Let's trace the algorithm on list1 = 1 -> 3 and list2 = 2 -> 4:

  1. Step 1 (Initialization): Create a dummy node ListNode dummy = new ListNode(-1) and set curr = dummy.
    • list1 = [1, 3], list2 = [2, 4]
    • Merged list: dummy -> null
  2. Step 2 (Iteration 1): Compare list1.val (1) and list2.val (2).
    • Since 1 < 2, we link curr.next = list1.
    • Advance list1 = list1.next (which is node 3).
    • Advance curr = curr.next (which is node 1).
    • Merged list: dummy -> 1.
  3. Step 3 (Iteration 2): Compare list1.val (3) and list2.val (2).
    • Since 3 >= 2, we link curr.next = list2.
    • Advance list2 = list2.next (which is node 4).
    • Advance curr = curr.next (which is node 2).
    • Merged list: dummy -> 1 -> 2.
  4. Step 4 (Iteration 3): Compare list1.val (3) and list2.val (4).
    • Since 3 < 4, link curr.next = list1.
    • Advance list1 = list1.next (which is null).
    • Advance curr = curr.next (which is node 3).
    • Merged list: dummy -> 1 -> 2 -> 3.
  5. Step 5 (Exhaustion & Splicing): The loop terminates because list1 is null.
    • We check if any list remains.

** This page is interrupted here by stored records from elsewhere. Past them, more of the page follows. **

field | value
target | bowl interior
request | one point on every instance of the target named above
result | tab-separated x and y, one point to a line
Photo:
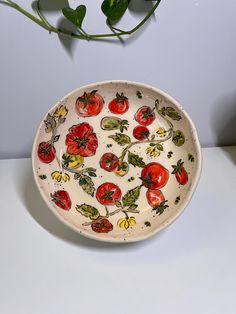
116	161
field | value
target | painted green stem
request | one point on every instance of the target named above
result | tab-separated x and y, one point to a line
143	142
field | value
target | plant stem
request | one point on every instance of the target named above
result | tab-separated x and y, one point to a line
46	25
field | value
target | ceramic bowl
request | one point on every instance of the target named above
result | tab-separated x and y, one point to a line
117	161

Yes, list2 has remaining nodes (node 4).
    • We splice the remainder: curr.next = list2.
    • Merged list: dummy -> 1 -> 2 -> 3 -> 4.
  6. Step 6 (Completion): The method returns dummy.next, which is the head of the sorted merged list: 1 -> 2 -> 3 -> 4 -> null.

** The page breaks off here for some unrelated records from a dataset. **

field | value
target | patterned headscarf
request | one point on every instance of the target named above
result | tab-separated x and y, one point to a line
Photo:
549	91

Key Code Snippets & Explanations

Here is why the main logic in the solution is important:

  • ListNode dummy = new ListNode(-1);: Serves as a constant anchor point at the beginning, so we don't have to write complex conditional logic to set the head of the merged list.
  • curr.next = (list1 != null) ? list1 : list2;: Instantly attaches the remainder of whichever list is not empty, avoiding unnecessary element-by-element copy loops.
  • return dummy.next;: Returns the actual start of the sorted list, skipping the dummy node placeholder.

Java Implementation Code

Below is the complete, self-contained Java source code that solves this problem. It also includes a main method that traces the execution with console outputs.

package io.practise.dsa;

public class MergeTwoSortedLists {

    public static class ListNode {
        public int val;
        public ListNode next;
        public ListNode(int val) { this.val = val; }
    }

    // Optimized - Iterative Merge - O(n + m)
    public ListNode mergeTwoLists(ListNode l1, ListNode l2) {
        ListNode dummy = new ListNode(-1);
        ListNode curr = dummy;
        while (l1 != null && l2 != null) {
            if (l1.val < l2.val) {
                curr.next = l1;
                l1 = l1.next;
            } else {
                curr.next = l2;
                l2 = l2.next;
            }
            curr = curr.next;
        }
        curr.next = (l1 != null) ? l1 : l2;
        return dummy.next;
    }

    public static void main(String[] args) {
        MergeTwoSortedLists solver = new MergeTwoSortedLists();
        ListNode l1 = new ListNode(1);
        l1.next = new ListNode(2);
        l1.next.next = new ListNode(4);

        ListNode l2 = new ListNode(1);
        l2.next = new ListNode(3);
        l2.next.next = new ListNode(4);

        System.out.println("--- Merge Two Sorted Lists Demonstration ---");
        ListNode result = solver.mergeTwoLists(l1, l2);
        printList(result);
    }

    private static void printList(ListNode head) {
        ListNode curr = head;
        while (curr != null) {
            System.out.print(curr.val + (curr.next != null ? " -> " : ""));
            curr = curr.next;
        }
        System.out.println();
    }
}

Conclusion

Solving the Merge Two Sorted Lists problem highlights how we can leverage key data structures and algorithmic paradigms (like two pointers, hash maps, or dynamic programming) to significantly optimize runtime and simplify code complexity.